📘 Project Overview: Statistical Analysis Using Python¶

Objective of the Project¶

The main goal of this project is to understand, analyze, and apply fundamental statistical concepts using a real dataset and Python programming. This project demonstrates how statistical theory connects with practical data analysis by combining descriptive statistics, inferential statistics, and visual exploration.

Through this project, we aim to answer questions such as:

  • How can we summarize a dataset using statistical measures?
  • How do we quantify variability and distribution?
  • How can we statistically test hypotheses using real data?
  • How do different groups compare with each other statistically?

🔍 What This Project Covers¶

The project is divided into multiple logical sections, each building on the previous one.


1️⃣ Exploratory Data Analysis (EDA)¶

We begin by understanding the structure of the dataset:

  • Inspecting variables and their data types
  • Identifying numerical and categorical features
  • Understanding the overall distribution of the data

This step helps build intuition before applying statistical methods.
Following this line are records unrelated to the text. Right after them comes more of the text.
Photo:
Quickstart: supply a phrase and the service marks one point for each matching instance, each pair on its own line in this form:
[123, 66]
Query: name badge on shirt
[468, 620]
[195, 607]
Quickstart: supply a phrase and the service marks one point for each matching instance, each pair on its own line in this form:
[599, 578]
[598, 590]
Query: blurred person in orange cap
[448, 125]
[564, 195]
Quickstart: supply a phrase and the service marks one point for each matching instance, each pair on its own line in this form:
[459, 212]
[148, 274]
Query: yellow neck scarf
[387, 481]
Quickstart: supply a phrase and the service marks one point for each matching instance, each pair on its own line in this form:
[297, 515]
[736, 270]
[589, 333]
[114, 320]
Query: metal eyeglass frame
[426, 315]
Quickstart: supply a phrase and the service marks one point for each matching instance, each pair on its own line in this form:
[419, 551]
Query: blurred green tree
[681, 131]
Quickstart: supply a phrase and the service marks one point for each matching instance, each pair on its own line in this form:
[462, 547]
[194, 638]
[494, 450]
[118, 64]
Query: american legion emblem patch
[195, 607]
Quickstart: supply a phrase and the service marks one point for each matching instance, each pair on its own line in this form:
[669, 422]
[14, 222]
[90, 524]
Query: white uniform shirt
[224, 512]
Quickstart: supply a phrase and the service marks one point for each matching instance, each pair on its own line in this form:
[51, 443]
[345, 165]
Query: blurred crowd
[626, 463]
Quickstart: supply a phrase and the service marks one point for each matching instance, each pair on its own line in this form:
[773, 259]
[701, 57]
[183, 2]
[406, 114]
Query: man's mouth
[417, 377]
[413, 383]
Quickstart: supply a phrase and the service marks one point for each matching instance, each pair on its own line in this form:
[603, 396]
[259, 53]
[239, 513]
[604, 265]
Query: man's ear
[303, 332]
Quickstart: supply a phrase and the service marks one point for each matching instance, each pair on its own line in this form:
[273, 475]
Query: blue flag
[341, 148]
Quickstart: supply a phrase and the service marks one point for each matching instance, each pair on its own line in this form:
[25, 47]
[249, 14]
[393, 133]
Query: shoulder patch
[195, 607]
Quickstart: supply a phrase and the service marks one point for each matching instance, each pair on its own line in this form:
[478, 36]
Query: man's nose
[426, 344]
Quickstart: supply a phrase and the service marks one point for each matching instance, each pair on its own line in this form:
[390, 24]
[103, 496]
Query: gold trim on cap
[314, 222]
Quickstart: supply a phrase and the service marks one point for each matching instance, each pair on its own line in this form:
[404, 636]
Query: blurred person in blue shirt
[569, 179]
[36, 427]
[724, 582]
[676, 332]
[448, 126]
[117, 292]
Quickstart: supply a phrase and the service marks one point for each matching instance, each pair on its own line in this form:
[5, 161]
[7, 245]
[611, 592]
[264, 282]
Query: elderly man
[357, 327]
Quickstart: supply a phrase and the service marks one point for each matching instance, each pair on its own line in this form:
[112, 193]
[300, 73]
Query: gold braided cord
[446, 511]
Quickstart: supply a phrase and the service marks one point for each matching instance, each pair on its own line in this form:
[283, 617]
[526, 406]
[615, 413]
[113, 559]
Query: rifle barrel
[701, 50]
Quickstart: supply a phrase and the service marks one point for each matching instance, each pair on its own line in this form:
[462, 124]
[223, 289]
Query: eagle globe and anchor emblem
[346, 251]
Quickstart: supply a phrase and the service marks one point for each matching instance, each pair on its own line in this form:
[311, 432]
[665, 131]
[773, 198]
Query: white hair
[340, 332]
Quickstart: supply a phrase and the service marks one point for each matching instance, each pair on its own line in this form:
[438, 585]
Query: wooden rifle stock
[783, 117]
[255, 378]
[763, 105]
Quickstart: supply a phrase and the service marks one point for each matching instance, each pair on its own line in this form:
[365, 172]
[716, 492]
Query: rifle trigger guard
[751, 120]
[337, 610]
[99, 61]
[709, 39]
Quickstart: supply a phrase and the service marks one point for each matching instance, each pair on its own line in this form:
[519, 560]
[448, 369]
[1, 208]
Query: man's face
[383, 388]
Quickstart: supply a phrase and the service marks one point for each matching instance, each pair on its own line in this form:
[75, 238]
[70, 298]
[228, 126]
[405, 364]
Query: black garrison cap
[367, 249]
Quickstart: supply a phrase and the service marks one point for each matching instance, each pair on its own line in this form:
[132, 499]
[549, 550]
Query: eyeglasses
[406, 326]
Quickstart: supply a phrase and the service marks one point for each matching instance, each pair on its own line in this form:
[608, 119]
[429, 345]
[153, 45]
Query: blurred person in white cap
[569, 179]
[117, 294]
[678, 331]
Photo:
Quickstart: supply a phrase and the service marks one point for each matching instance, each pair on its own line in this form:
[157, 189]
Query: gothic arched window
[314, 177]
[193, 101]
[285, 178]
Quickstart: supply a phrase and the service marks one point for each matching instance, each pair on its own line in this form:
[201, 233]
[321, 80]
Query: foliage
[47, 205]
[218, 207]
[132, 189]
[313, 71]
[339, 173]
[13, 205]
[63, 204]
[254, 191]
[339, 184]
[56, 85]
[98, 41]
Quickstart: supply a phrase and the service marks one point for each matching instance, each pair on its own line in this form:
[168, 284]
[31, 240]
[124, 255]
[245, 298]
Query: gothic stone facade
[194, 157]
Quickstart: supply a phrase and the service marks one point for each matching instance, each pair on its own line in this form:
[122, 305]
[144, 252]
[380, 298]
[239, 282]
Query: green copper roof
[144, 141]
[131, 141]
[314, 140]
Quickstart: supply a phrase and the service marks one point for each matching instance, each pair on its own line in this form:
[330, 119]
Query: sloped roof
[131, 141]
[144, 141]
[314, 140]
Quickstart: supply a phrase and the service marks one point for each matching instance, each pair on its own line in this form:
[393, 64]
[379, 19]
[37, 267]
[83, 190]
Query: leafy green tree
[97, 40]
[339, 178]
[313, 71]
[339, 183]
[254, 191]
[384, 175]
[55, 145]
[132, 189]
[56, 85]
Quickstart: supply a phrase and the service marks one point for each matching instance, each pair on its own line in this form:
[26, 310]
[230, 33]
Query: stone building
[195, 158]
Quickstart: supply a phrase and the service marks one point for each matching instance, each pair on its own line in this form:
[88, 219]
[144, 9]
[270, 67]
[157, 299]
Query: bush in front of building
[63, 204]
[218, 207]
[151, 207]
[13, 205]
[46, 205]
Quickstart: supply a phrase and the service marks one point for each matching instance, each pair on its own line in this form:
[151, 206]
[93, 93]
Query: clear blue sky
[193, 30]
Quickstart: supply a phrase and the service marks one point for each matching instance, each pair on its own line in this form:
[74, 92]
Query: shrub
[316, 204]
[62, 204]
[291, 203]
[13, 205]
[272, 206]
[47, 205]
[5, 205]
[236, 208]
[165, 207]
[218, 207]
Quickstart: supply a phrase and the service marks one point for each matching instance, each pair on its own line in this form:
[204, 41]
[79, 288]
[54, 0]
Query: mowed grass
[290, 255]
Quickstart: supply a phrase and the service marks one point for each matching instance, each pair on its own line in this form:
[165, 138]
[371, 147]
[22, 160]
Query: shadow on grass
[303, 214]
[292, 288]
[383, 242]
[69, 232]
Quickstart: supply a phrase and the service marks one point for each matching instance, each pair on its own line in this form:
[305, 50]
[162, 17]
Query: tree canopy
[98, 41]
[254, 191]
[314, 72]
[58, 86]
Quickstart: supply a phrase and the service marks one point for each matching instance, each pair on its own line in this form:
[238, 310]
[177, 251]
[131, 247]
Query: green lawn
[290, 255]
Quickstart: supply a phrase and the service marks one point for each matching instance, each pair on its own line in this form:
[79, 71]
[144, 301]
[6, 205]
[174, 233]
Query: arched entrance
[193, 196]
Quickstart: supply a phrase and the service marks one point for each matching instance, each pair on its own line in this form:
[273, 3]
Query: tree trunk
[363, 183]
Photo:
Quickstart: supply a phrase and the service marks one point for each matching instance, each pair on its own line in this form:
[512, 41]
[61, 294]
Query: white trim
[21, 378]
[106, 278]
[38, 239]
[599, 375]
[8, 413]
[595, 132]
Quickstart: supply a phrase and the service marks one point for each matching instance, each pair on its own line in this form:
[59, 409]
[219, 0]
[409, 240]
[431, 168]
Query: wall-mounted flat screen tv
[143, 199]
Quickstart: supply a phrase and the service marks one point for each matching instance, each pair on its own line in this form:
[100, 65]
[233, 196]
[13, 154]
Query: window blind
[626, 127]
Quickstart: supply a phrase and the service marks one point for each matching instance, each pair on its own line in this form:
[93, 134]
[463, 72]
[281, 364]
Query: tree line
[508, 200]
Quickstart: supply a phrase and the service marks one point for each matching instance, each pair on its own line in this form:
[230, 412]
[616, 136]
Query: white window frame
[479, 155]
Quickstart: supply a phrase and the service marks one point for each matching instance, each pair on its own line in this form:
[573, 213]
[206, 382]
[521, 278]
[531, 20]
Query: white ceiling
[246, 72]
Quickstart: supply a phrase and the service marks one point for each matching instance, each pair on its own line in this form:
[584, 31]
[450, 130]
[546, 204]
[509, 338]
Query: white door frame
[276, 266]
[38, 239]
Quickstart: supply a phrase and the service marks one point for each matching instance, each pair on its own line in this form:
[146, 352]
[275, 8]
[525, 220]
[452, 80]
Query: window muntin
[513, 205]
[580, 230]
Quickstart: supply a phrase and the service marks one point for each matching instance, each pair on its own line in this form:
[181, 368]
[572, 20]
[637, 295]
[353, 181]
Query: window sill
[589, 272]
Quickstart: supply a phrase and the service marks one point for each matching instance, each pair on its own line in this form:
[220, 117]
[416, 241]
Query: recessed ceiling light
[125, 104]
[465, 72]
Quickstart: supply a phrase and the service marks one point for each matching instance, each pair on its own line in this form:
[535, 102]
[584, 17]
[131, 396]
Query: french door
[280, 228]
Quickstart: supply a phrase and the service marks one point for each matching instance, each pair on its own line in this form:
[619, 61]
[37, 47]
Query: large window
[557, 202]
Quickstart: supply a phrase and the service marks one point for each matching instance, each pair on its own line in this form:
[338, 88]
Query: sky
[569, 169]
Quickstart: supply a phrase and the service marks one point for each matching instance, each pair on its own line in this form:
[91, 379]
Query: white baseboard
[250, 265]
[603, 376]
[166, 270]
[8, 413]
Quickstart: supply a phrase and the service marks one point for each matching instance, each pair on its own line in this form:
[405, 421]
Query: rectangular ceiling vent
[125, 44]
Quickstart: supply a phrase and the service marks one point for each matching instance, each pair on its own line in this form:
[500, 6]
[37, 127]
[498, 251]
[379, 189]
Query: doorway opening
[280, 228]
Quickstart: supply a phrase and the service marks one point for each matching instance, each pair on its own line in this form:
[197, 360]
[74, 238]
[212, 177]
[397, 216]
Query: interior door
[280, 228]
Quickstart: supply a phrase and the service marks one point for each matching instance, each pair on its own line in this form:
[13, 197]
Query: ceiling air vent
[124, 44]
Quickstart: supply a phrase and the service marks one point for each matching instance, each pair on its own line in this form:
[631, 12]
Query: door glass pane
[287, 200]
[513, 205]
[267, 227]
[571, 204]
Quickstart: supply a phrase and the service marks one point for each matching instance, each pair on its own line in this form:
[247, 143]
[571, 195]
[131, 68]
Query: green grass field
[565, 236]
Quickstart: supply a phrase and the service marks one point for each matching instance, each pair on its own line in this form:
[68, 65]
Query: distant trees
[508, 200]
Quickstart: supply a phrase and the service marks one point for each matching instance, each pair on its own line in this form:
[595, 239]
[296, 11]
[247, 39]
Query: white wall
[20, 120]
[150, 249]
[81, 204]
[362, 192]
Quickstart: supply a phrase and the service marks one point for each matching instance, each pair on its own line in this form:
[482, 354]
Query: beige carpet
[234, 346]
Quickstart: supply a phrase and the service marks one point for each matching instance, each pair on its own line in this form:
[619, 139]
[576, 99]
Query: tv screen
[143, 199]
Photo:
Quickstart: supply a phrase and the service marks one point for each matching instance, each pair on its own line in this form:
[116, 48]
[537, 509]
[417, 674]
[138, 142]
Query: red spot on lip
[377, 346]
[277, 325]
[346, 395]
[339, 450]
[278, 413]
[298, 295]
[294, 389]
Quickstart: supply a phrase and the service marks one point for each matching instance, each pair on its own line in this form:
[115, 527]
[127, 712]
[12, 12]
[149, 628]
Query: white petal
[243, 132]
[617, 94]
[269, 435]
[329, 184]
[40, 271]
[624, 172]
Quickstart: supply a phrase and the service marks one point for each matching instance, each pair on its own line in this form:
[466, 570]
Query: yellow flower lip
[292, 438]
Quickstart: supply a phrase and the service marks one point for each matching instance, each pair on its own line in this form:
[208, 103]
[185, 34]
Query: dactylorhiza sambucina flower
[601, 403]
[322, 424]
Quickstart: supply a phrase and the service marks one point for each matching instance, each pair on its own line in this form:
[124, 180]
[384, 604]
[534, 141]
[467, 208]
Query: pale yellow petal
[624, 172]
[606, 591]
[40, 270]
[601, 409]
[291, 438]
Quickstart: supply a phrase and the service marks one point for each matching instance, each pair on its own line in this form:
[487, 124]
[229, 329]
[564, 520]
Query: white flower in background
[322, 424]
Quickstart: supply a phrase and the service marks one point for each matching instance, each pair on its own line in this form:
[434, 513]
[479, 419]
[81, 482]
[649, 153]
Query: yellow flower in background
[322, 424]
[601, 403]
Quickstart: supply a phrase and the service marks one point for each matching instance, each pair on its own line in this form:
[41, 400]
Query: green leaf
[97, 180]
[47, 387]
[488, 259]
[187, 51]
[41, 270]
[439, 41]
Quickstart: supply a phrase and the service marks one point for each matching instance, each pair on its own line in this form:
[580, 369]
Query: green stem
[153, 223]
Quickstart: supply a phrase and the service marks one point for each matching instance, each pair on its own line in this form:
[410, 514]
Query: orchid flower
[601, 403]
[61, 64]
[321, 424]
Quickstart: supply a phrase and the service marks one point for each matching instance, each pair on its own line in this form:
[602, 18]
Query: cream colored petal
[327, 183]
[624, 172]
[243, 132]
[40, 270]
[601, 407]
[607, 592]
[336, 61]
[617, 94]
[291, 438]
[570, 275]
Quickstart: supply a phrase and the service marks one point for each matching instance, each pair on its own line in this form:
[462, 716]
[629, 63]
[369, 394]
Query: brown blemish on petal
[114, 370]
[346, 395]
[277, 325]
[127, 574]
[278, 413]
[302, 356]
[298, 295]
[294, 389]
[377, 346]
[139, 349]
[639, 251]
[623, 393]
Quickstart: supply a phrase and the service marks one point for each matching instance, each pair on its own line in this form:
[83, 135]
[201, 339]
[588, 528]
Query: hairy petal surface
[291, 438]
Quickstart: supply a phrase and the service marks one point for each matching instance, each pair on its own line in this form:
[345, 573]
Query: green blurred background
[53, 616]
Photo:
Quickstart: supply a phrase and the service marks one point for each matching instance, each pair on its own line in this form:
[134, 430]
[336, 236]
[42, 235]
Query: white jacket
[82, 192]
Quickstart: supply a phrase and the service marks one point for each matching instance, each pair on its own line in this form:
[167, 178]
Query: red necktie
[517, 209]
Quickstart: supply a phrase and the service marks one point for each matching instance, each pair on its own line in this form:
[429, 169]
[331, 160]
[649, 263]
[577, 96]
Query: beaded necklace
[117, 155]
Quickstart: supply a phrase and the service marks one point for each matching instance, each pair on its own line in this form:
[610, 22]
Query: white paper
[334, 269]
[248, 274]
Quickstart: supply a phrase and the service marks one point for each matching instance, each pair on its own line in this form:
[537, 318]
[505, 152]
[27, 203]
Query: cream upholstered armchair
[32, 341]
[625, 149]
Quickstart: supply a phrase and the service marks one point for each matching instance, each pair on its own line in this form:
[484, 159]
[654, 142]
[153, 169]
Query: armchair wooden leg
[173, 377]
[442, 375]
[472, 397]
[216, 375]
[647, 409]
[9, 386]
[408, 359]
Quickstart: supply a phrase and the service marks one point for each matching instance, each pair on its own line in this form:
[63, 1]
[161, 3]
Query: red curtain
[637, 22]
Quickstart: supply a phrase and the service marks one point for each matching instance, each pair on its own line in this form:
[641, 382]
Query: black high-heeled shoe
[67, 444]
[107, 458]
2️⃣ Measures of Central Tendency¶

We compute and interpret:

  • Mean – average value
  • Median – middle value
  • Mode – most frequent value

These measures help summarize the “central location” of the data.


3️⃣ Measures of Dispersion¶

To understand variability in the data, we calculate:

  • Variance
  • Standard Deviation
  • Interquartile Range (IQR)

These describe how spread out the values are around the center.


4️⃣ Understanding Data Distribution¶

We analyze:

  • Skewness → direction of asymmetry
  • Kurtosis → tail heaviness of the distribution

Visual tools such as histograms and boxplots are used to reinforce interpretation.


5️⃣ Hypothesis Testing¶

We apply statistical tests to draw conclusions from data:

a) One-sample t-test¶

Tests whether a sample mean differs from a known population mean.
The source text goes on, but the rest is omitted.